The simple answer is that we like Python! Seriously though, the fact of the matter was that our timetable was pretty tight - we didn't have time to learn a new language.

That and the fact the whole time had just spent on a year on a Node.js project from which we needed to recover.

Why not Django?

We definitely considered it, especially given the number of fans of the Django REST Framework in the team. Ultimately we decided that the flexibility of Pyramid's lightweight framework was a better fit.

Why not an async framework in Python 3?

At the time, the Mozilla Operations team supported only Python 2.7 in production (much to our chagrin).

For Reading List we activated gevent.

That said, since our only goal is to implement a well-defined protocol, we may some day write Cliquet in aiohttp or Go if the opportunity presents itself.

Why not JSON-API?

Like we mentioned in a previous post (fr), JSON-API is a specification that touches on a lot of what we wanted - we didn't know about it when we started with our own protocol. Since our proposition is pretty minimalist in comparison, the idea of integrating JSON-API hasn't progressed beyond the discussion phase yet.

Is Cliquet a REST framework for Pyramid?


Beyond the CRUD resources classes in Cliquet (which implement a highly specific protocol), you must use Cornice or Pyramid directly.

Is Cliquet sufficiently generic for non-Mozilla projects?


It's designed from the ground up such that every component can be turned on or off, or substituted entirely, right from the configuration file (or from the environment).

If the combination of HTTP, JSON, and CRUD resources satisfies your use case, then Cliquet is a pretty safe bet for you new application.

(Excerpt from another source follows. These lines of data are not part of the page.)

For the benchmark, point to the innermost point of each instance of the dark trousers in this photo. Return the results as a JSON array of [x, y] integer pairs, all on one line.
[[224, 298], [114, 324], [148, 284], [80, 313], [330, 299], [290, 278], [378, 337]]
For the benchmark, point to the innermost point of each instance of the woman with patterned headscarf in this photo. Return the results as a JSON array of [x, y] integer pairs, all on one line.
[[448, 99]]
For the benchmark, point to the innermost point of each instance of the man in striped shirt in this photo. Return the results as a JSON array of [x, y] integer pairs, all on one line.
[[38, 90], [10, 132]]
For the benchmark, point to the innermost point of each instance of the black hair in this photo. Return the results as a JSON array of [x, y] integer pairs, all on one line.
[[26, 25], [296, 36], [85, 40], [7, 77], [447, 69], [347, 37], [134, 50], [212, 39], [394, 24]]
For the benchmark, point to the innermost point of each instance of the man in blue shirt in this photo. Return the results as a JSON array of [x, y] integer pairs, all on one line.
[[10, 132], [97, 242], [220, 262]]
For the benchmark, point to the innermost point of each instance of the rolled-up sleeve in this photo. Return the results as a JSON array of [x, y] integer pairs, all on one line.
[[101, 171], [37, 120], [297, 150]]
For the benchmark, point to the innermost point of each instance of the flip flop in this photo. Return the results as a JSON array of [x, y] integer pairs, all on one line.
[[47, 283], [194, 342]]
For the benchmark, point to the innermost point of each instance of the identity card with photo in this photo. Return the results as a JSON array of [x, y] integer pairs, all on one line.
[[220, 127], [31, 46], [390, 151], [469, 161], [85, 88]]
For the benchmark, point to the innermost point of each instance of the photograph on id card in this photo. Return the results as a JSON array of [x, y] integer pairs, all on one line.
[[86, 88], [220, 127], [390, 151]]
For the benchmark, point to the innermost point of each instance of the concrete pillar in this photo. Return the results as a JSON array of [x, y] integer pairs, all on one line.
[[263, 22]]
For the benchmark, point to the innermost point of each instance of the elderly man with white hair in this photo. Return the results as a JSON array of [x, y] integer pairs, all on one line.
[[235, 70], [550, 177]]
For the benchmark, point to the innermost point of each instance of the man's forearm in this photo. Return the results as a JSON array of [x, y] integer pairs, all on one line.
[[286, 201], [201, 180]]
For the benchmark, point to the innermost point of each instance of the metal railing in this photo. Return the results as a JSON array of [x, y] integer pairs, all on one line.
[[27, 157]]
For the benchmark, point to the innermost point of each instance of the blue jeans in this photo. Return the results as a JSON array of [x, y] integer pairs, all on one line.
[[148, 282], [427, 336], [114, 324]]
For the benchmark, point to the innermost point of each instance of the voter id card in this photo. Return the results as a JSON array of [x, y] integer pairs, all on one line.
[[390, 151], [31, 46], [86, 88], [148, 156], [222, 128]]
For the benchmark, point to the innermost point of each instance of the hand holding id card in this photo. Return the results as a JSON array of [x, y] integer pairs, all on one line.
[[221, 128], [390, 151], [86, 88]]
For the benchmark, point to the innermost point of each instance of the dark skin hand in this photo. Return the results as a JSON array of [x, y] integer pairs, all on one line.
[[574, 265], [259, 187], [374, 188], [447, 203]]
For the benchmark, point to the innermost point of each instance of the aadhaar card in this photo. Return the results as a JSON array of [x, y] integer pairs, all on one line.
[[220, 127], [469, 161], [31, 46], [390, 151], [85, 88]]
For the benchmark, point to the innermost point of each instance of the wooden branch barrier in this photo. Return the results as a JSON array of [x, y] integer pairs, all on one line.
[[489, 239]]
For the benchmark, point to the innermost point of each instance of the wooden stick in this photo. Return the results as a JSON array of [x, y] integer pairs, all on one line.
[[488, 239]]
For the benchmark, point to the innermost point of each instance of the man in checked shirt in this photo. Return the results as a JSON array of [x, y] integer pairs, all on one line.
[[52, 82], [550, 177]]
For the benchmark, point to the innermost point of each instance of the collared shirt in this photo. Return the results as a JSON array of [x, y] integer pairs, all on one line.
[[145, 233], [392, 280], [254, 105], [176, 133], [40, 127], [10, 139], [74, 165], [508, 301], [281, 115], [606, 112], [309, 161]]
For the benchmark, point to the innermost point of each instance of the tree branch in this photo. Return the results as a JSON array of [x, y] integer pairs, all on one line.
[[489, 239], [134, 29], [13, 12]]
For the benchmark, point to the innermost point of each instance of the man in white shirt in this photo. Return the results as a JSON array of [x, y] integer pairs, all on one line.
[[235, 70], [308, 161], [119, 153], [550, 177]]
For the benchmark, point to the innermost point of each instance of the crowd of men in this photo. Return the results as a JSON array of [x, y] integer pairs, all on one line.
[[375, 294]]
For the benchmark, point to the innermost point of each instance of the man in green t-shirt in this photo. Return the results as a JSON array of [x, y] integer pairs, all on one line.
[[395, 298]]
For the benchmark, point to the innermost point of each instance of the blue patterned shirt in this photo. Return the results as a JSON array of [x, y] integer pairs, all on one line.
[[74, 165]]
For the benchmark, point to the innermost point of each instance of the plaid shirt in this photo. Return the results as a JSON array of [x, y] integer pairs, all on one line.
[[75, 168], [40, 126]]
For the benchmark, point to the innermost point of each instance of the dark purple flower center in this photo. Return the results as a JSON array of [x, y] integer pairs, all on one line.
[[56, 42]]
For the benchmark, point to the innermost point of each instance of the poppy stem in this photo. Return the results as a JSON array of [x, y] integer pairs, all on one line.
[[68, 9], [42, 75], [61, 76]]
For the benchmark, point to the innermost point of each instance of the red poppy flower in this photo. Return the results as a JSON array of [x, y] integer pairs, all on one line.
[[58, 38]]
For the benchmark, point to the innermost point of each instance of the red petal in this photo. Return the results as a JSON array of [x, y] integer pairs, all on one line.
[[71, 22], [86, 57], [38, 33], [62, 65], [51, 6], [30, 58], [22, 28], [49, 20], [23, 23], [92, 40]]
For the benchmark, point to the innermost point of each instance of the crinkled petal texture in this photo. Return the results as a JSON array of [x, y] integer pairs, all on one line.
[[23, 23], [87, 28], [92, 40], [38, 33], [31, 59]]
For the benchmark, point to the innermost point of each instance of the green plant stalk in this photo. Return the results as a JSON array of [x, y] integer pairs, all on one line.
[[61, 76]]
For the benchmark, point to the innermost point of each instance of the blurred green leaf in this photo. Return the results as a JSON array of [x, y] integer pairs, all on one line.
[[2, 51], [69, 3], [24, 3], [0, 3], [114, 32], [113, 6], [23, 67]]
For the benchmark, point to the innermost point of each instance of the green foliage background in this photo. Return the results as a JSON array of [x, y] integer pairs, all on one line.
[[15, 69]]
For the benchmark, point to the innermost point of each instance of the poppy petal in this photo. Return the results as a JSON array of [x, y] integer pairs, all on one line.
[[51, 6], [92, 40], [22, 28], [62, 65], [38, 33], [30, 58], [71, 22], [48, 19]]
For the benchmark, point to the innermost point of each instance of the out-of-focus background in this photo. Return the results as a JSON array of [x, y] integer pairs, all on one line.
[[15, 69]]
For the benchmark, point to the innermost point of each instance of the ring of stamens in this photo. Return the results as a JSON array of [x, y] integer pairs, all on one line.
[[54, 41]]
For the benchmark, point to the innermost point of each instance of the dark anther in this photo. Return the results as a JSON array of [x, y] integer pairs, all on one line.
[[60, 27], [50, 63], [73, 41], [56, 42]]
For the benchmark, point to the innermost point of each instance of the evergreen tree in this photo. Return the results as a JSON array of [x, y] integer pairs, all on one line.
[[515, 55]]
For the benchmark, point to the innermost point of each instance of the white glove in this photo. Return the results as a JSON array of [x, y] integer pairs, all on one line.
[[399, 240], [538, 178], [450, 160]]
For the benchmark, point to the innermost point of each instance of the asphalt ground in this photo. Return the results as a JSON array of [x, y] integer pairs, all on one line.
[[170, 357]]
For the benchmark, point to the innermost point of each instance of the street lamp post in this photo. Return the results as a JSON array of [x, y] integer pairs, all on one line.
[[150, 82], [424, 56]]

Combined with a design based on production best practices and handy abstractions, Cliquet offers a straightforward way to quickly get up and running with a Pyramid / Cornice webapp.

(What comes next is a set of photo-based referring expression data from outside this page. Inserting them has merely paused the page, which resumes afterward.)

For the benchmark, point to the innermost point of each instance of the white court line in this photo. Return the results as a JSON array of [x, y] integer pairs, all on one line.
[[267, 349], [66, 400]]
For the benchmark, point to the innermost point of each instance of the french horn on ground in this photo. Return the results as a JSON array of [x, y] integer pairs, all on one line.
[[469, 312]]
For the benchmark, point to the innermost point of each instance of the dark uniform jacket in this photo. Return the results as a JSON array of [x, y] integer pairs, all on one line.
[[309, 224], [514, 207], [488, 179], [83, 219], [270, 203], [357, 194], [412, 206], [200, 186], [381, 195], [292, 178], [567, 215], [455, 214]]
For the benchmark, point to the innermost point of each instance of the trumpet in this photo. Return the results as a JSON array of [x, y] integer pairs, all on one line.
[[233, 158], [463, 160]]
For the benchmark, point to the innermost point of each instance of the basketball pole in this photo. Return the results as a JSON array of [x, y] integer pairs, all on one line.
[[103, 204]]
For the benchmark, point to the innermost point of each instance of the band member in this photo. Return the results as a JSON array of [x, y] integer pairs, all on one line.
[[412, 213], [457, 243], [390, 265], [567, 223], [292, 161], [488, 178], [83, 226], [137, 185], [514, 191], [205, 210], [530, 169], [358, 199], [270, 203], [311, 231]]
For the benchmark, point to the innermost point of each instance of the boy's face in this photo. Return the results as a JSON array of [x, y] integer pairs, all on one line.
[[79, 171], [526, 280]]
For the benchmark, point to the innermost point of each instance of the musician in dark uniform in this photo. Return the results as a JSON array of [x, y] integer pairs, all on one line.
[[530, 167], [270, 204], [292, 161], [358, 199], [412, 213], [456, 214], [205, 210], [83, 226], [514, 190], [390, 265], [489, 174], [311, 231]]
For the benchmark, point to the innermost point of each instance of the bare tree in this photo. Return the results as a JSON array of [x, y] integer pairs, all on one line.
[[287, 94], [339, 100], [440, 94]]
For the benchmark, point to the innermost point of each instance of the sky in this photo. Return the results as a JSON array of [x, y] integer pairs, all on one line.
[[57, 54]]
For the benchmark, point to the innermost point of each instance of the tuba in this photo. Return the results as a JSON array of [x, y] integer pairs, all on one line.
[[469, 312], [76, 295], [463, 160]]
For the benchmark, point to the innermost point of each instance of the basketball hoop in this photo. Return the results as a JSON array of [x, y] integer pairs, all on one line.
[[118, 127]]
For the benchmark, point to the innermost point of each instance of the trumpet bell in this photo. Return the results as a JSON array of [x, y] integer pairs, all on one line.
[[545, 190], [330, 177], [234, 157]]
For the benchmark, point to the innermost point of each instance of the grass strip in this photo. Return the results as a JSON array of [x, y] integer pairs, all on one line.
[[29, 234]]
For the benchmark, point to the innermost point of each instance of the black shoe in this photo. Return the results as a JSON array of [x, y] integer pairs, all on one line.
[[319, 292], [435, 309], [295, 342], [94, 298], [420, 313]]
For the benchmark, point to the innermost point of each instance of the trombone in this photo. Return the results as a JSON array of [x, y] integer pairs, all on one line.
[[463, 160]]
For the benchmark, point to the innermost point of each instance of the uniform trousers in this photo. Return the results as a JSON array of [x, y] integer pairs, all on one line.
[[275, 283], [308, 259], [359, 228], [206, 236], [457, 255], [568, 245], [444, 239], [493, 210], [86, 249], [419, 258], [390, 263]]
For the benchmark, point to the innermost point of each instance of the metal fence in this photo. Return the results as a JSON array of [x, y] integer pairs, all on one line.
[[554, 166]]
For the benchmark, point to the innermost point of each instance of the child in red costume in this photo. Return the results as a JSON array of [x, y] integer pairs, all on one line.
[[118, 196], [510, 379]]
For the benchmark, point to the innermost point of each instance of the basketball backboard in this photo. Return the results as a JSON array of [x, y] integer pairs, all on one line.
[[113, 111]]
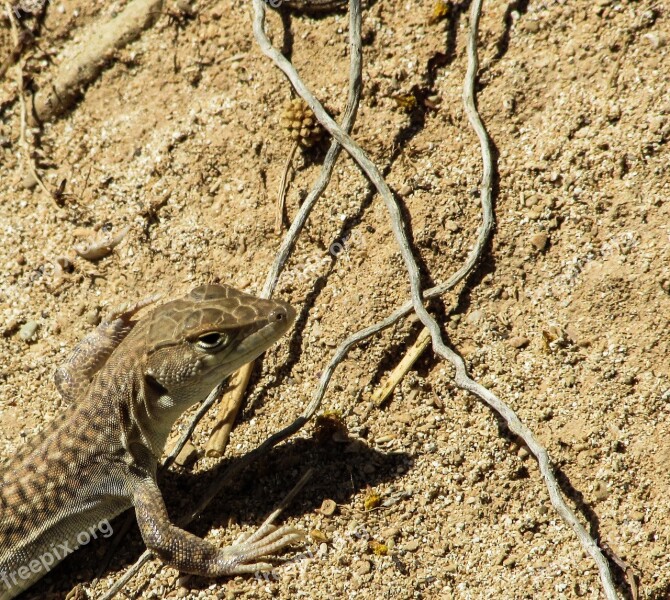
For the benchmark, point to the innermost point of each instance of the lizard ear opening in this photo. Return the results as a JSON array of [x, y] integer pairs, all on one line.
[[155, 385]]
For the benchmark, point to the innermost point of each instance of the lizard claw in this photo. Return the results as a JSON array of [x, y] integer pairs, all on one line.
[[241, 557]]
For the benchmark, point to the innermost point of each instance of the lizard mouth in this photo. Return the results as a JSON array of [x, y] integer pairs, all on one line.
[[255, 339]]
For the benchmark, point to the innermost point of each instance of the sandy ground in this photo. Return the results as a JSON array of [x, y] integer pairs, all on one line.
[[567, 318]]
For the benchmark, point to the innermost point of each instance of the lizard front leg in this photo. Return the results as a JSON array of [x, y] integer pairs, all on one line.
[[91, 353], [191, 554]]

Do the JSON resources support complex relational models?

The built-in persistence layer is relatively simple and should fit almost any use case where the data have no particular relationship; however, you could take advantage of the full power of the protocol by using a custom Collection class to manage these relations.

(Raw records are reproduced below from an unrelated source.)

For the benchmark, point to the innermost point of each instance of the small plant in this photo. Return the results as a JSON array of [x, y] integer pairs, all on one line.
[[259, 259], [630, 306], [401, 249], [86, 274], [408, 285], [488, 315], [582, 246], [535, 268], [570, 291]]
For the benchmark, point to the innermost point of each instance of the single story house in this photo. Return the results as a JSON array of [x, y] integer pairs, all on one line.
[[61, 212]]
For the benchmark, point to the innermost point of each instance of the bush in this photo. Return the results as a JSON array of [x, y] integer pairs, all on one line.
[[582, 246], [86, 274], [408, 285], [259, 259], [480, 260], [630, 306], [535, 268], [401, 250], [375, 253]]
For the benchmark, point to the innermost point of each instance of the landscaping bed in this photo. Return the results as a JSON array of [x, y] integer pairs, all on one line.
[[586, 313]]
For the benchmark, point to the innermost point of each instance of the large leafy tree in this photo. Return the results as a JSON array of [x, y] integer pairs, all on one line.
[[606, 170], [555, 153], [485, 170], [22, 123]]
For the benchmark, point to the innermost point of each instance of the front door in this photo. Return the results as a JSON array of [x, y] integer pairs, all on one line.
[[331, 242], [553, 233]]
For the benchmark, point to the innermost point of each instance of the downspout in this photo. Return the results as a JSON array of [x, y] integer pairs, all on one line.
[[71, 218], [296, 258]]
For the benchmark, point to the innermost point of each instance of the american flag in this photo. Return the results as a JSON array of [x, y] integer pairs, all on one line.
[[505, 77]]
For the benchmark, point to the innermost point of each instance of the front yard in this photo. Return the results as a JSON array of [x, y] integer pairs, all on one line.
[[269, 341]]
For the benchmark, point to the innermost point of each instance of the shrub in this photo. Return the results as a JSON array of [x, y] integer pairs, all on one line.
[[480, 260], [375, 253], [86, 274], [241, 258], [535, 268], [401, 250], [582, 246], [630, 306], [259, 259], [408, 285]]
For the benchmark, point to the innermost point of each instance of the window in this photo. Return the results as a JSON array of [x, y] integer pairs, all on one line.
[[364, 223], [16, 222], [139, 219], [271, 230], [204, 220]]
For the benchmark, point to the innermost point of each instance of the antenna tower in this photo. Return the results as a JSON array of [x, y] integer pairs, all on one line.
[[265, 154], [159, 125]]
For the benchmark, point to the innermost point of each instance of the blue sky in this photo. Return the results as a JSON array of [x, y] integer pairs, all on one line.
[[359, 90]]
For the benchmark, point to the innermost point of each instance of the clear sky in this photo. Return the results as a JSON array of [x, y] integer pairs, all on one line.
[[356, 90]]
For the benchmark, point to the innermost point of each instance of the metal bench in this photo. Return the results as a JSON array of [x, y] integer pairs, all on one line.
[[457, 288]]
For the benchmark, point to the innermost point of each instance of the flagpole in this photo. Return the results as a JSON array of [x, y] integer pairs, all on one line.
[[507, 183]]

As an aside, this might be a good excuse to implement the protocol within the Django REST framework. :-)

Is it possible to do XYZ?

We'd like to prepare a series of recipes and tutorials, but for that, we need to collect idea from the community. Some potential ideas include:

  • Hooks for GitHub authentication.
  • Modifying the JSON logging format.
  • Storing mapping (topographical, geo, etc) data.

Can Cliquet deal with files?

No. Well, not yet at least.

We're holding off until we have a concrete need for this functionality at Mozilla. Should file storage become a thing, it would likely use Remote Storage in order to hook into that growing ecosystem.

Will feature XYZ be implemented?

Cliquet is already quite well stocked with features. In general, rather than implementing new functionality, we'd rather work on ensuring that the base abstractions and extension mechanisms are robust enough to allow for a diverse plugin-style ecosystem.